Culture Shock 05.09.13: New director builds a better Iron Man


Like its two predecessors and "The Avengers" before it, "Iron Man 3" is as much a comedy as an action movie. As before, it's fueled by the affable, wisecracking presence of Robert Downey Jr., again making the now 50-year-old comic book character Tony Stark his own.

Don't believe me? Open the latest "Invincible Iron Man" comic book and you'll see the character now more closely resembles Downey than the Stark of old. The movies have become the real Marvel Universe, while the comics have become a kind of fan fiction, except the writers get paid.

Joining Downey this time is writer/director Shane Black ("Lethal Weapon," "Monster Squad"), who has inherited the franchise from "Iron Man" and "Iron Man 2" director Jon Favreau, although Favreau still gets screen time as Stark's chauffeur/head of security Happy Hogan.

No stranger to the action-comedy formula, Black handles the alternating punches and punchlines so deftly you barely notice that it's all just a high-octane feint for his real agenda: a critique of the war on terror.

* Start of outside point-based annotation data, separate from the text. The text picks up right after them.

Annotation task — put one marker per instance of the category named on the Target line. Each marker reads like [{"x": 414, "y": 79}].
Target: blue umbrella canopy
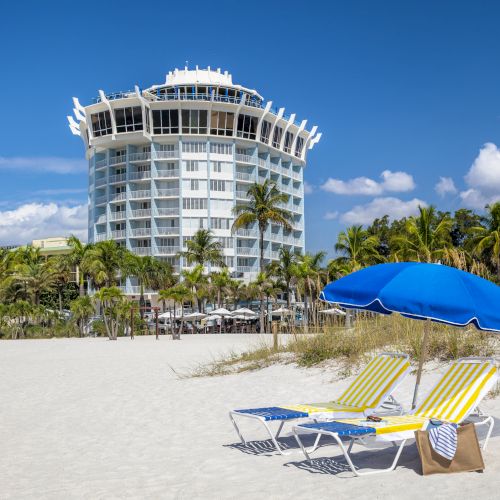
[{"x": 420, "y": 291}]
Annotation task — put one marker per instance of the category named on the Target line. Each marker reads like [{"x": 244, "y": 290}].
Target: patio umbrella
[{"x": 422, "y": 291}]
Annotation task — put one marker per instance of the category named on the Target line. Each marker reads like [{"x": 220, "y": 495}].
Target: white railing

After the somewhat disappointing "Iron Man 2," which had to do too much heavy lifting to set up the Marvel movies that followed, "Iron Man 3" gets us back on track, with a more personal story that puts a new spin on Stark's "I am Iron Man" confession at the end of the first film.

Following the world-changing events of "The Avengers," the formerly confident Stark is suffering from post-traumatic stress disorder. He's finally in a committed relationship with Pepper Potts (Gwyneth Paltrow), but he doesn't know how to protect her from the threats he knows are out there. So, he retreats to the security of his workshop and his armor.

He's only forced out of hiding when Happy is critically injured in an attack apparently staged by the Mandarin (Ben Kingsley), the mysterious terrorist hinted at in the first film.

The Mandarin is behind a bombing campaign that has American intelligence agencies baffled. What they don't know is the apparent suicide bombers aren't detonating bombs, they are bombs — living bombs caused by an experiment gone wrong.

That experiment is extremis, a biotechnology created by Maya Hansen (Rebecca Hall), who sought Tony's help with it — unsuccessfully — years before. Now extremis is in the hands of Aldrich Killian (Guy Pearce), another scientist Tony brushed off back in his playboy days.

What extremis is supposed to do is regenerate lost limbs, making it a godsend for veterans who have returned from the war on terror missing arms and legs. What Killian wants it to do is create super soldiers. And when its recipients literally go off, well, that's where the Mandarin comes in.

Under all of this is the subtext: an indictment both of the war on terror, as being largely a fiction exploited by military contractors, and the government's treatment of injured veterans. It's a coincidence that "Iron Man 3" opens as the Veterans Administration's case backlog reaches critical mass.

Between the Mandarin's living bombs and Stark's PTSD, this is a movie about wounded warriors.

Also back from "Iron Man 2" is Don Cheadle as Tony's best friend and government liaison Col. James "Rhodey" Rhodes, whose Stark-designed War Machine armor has been given a red, white and blue makeover and rebranded the Iron Patriot.

For Tony and Rhodey it's a joke. War Machine is a much cooler name. But as far as the subtext is concerned, it's a more honest name. The "war machine" is what everyone in "Iron Man 3" has been put through.

The Tony Stark we all know and love is still here, and "Iron Man 3" is up there with "Iron Man" and Joss Whedon's "The Avengers" as the most entertaining Marvel films. But Black has done something surprising. He's given the Marvel movie universe depth. Now it's Whedon's turn to answer.